• Berita Terkini

    Tuesday, November 28, 2017

    Cuaca Ekstrem Masih Bertahan Hingga 2-3 Hari ke Depan

    fotohengkiristanto/radarpacitan
    JAKARTA – Beberapa wilayah di Indonesia masih akan dilanda cuaca ekstrem selama beberapa hari ke depan. Humas BMKG Hary Tirto Djatmiko mengatakan, cuaca ekstrem tersebut diakibatkan oleh siklon tropis Cempaka. Pusat Peringatan Dini Siklon Tropis BMKG (Tropical Center Warning Center/TCWC) berhasil mendeteksi siklon tropis tersebut tumbuh sangat dekat dengan pesisir selatan Pulau Jawa.

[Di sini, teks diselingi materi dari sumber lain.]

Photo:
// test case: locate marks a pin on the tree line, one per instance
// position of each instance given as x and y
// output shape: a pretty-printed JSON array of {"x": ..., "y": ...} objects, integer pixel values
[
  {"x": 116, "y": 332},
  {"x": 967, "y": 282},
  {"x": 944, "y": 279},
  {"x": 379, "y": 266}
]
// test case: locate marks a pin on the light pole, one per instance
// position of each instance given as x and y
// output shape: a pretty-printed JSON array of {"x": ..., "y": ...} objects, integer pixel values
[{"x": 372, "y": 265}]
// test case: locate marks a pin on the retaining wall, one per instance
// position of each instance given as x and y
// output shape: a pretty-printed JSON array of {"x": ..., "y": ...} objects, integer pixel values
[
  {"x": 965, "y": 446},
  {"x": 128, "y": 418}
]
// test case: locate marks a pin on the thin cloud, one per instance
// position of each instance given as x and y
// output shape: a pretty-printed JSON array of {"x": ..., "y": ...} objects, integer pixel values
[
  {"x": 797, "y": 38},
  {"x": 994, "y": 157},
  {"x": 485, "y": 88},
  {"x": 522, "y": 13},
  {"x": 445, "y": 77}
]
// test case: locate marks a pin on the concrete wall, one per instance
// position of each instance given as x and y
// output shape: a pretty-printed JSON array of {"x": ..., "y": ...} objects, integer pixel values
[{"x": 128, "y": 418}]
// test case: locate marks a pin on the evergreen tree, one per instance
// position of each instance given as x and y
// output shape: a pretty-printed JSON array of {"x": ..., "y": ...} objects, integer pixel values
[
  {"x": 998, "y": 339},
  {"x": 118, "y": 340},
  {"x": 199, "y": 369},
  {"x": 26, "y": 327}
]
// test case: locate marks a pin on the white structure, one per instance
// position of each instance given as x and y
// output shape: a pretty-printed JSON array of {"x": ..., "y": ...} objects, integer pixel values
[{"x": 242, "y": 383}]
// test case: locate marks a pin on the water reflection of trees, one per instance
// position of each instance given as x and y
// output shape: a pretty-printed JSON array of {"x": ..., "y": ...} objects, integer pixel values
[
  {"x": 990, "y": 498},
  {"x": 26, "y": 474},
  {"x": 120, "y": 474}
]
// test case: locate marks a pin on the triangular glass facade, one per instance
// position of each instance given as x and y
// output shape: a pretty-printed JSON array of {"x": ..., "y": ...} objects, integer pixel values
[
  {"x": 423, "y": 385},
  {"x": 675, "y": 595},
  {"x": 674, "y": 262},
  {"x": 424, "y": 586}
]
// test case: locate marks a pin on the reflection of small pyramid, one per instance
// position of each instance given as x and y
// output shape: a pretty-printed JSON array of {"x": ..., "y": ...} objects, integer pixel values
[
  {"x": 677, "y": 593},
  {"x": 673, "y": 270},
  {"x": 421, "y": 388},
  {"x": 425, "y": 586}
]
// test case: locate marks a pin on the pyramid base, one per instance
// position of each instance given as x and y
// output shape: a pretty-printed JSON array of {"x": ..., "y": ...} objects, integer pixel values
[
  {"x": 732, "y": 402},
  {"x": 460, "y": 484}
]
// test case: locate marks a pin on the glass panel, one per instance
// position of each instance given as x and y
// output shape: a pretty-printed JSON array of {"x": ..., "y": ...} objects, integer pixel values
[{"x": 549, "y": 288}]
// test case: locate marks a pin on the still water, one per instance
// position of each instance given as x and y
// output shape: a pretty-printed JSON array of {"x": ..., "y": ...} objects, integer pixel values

    Adanya Siklon Tropis Cempaka di wilayah perairan sebelah Selatan Jawa Tengah itu, kata Hary, mengakibatkan perubahan pola cuaca di sekitar lintasannya. Dampak yang ditimbulkan adanya siklon tropis Cempaka berupa potensi hujan lebat di beberapa wilayah. ”Seperti di wilayah Banten, DKI Jakarta, Jawa Barat, Jawa Tengah, Jogjakarta, dan Jawa Timur,” kata Hary kepada Jawa Pos kemarin (28/11).


    Dia menambahkan, potensi angin kencang hingga 30 knot juga diperkirakan akan terjadi di wilayah Kep. Mentawai, Bengkulu, Sumatera Selatan, Bangka Belitung, Lampung, Banten, DKI Jakarta, Jawa Barat, Jawa Tengah, Jogjakarta, Laut Jawa, Selat Sunda bagian utara, perairan utara Jawa Timur hingga Kepulauan Kangean, Laut Sumbawa, Selat Bali hingga Selat Alas, Selat Lombok bagian Selatan, dan perairan selatan Bali hingga Pulau Sumba.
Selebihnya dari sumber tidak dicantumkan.